*Articles and content provided by SigFig Wealth Management, LLC.
Everybody likes rooting for the home team and glaring at the fans wearing the visitor’s cap. And if you’re talking baseball, we’re with you. In investing, however, sticking with your home team—or home country—is a risky move.
The world of investing
Nations have different regulatory environments. Some specialize in particular sets of industries. Some are in the midst of massive economic growth, and others are in crisis. All of these factors affect the companies operating in those countries, and the stock exchanges those companies trade on.
In other words, you can think of international stock markets as being like companies: some go up, some go down. And like individual companies, countries (and their stock exchanges) can also go bust — or flourish.
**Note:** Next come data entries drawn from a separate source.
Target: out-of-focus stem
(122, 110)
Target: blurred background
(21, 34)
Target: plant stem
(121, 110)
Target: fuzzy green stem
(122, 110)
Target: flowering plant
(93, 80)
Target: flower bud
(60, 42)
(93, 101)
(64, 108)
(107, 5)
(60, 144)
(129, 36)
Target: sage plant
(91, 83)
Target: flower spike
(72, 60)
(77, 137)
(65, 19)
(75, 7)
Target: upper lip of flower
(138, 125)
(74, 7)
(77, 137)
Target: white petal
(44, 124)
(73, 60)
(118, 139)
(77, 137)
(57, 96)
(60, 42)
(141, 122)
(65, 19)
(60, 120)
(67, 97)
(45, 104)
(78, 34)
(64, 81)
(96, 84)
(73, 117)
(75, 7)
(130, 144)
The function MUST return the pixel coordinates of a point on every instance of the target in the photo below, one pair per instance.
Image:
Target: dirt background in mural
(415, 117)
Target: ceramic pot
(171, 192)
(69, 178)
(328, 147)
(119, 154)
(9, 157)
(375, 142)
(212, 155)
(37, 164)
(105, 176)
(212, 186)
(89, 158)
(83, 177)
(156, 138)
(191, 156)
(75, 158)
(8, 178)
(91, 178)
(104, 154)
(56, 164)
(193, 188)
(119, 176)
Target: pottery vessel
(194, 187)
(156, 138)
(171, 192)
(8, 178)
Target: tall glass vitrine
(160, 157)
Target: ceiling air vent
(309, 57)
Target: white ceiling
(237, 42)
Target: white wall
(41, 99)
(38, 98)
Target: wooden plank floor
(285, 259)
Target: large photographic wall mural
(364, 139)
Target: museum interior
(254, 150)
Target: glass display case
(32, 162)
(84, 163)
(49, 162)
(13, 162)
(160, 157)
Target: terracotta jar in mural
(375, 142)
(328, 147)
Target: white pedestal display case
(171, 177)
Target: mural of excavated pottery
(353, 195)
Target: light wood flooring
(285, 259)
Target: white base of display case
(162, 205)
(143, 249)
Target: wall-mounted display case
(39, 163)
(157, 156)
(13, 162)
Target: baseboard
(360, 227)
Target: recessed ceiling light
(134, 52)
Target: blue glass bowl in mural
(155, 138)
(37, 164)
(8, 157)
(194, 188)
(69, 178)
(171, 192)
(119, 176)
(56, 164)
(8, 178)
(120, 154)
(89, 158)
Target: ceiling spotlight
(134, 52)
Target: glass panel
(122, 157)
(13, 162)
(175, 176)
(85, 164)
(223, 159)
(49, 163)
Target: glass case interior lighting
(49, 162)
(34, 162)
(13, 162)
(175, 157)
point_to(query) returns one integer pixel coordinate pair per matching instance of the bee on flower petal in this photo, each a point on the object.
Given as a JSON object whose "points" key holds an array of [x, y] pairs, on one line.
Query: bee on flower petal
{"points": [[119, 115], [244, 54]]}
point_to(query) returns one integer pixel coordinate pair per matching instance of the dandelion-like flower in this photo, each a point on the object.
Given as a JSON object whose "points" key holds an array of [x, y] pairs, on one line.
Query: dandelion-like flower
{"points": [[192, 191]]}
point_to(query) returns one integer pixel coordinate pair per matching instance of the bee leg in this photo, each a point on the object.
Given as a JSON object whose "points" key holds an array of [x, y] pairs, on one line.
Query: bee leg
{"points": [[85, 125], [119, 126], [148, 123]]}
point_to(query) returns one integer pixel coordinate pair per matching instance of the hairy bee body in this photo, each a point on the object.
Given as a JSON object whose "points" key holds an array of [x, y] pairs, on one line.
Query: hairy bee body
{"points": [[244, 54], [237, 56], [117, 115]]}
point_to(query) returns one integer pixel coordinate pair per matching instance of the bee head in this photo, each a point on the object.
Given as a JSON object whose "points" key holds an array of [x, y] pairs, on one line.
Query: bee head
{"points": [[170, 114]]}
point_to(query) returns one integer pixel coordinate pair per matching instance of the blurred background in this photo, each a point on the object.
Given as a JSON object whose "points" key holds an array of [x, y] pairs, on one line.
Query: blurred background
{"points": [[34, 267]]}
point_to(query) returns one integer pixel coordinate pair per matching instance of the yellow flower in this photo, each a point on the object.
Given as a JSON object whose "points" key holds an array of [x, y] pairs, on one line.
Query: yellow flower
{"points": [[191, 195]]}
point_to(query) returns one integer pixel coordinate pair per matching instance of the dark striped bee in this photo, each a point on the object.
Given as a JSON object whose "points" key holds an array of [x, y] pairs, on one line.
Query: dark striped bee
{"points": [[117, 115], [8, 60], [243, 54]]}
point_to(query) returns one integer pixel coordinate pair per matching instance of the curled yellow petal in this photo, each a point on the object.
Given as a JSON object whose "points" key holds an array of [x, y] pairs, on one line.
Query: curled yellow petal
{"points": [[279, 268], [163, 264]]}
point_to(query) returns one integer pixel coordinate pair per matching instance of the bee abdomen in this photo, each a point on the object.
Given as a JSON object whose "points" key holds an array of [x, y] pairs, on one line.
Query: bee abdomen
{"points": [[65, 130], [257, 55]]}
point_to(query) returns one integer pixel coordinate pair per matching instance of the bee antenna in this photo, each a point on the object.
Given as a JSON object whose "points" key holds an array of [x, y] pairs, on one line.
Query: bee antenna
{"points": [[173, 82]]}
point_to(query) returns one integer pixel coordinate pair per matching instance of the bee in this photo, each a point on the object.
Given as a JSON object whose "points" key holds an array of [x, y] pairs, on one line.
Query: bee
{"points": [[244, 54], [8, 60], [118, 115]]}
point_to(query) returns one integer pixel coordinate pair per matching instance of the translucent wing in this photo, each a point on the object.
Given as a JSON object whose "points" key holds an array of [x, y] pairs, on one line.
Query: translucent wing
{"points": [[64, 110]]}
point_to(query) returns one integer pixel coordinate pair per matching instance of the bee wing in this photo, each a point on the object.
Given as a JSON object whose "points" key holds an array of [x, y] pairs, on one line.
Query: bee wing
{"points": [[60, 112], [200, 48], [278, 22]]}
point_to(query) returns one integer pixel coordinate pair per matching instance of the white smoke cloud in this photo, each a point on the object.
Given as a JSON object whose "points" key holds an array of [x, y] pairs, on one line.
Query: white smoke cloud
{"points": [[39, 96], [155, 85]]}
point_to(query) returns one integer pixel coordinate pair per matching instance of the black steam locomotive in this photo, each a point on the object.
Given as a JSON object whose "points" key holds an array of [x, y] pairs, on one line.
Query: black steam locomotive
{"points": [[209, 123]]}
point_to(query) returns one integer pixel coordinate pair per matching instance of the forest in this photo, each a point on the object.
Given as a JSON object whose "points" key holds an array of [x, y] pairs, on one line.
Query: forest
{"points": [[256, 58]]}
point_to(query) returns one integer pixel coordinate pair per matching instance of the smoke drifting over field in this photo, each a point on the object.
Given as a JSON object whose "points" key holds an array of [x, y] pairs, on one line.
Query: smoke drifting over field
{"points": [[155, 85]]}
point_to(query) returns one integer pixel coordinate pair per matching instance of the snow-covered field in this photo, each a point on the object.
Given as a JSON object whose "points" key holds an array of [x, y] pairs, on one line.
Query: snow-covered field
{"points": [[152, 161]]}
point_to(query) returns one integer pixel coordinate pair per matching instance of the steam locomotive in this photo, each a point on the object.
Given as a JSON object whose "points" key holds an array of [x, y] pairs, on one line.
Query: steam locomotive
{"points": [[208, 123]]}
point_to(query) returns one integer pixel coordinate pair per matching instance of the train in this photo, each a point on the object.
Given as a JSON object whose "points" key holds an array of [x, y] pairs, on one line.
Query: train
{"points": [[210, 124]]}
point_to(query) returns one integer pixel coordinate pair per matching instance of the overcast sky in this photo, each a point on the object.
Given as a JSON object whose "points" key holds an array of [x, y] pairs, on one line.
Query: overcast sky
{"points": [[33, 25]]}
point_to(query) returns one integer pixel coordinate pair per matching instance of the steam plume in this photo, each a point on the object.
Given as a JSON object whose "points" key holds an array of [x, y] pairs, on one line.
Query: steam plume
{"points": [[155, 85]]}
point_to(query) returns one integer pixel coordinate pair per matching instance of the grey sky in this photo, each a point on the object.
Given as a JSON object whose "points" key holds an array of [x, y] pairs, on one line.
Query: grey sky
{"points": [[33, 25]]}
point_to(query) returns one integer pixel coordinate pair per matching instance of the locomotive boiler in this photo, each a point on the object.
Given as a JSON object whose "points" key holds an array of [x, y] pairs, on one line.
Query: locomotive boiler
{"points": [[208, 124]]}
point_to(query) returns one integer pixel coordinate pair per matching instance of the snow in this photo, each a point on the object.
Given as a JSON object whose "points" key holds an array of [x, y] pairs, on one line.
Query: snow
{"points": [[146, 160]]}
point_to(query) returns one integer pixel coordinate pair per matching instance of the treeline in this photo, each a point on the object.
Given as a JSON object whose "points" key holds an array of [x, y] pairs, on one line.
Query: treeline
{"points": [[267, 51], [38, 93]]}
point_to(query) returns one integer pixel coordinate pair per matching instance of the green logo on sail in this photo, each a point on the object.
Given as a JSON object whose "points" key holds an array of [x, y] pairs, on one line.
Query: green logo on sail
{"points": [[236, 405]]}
Stock markets can go to zero (usually due to war) or crash and stay low for decades — or they could outperform.
Owning a healthy mix, also known as diversification, can lower the risk of a portfolio.
This isn’t just an academic argument: Vanguard reported in a February 2014 white paper that international investing really did reduce a portfolio’s volatility. (Incidentally, they also considered the question of whether investing in multinational corporations headquartered in the US provided similar diversification. It didn’t.)
What’s in your portfolio?
The US accounts for a little over 35% of the global stock market, and advisors typically recommend American investors make at least 20% of their stock holdings international. Note that this is percentage of stock holdings — not an investor’s portfolio as a whole. Depending on risk appetite and investment horizon, that translates to, roughly speaking, between 15% and 65% of one’s overall portfolio.
Are regular investors heeding this conventional wisdom, though?
The median SigFig user has 3% of their portfolio in international stocks; 4% of their stock allocation.
The Equity Home Bias Puzzle
Why are so many investors skipping international diversification? It’s a phenomenon known as the equity home bias puzzle. To put it simply, people prefer to keep their investments close to home.
According to the Investment Company Institute, 27% of the money invested in equity mutual funds in the US is in international stock funds. That’s much closer to Vanguard’s recommendation, at least – but the figure is probably exaggerated by including institutional money like pension funds, hedge funds, and endowments.
Maybe our users are holding international stocks in a portion of their portfolio not synced with SigFig (such as a pension fund).
Maybe they just love rooting for the home team.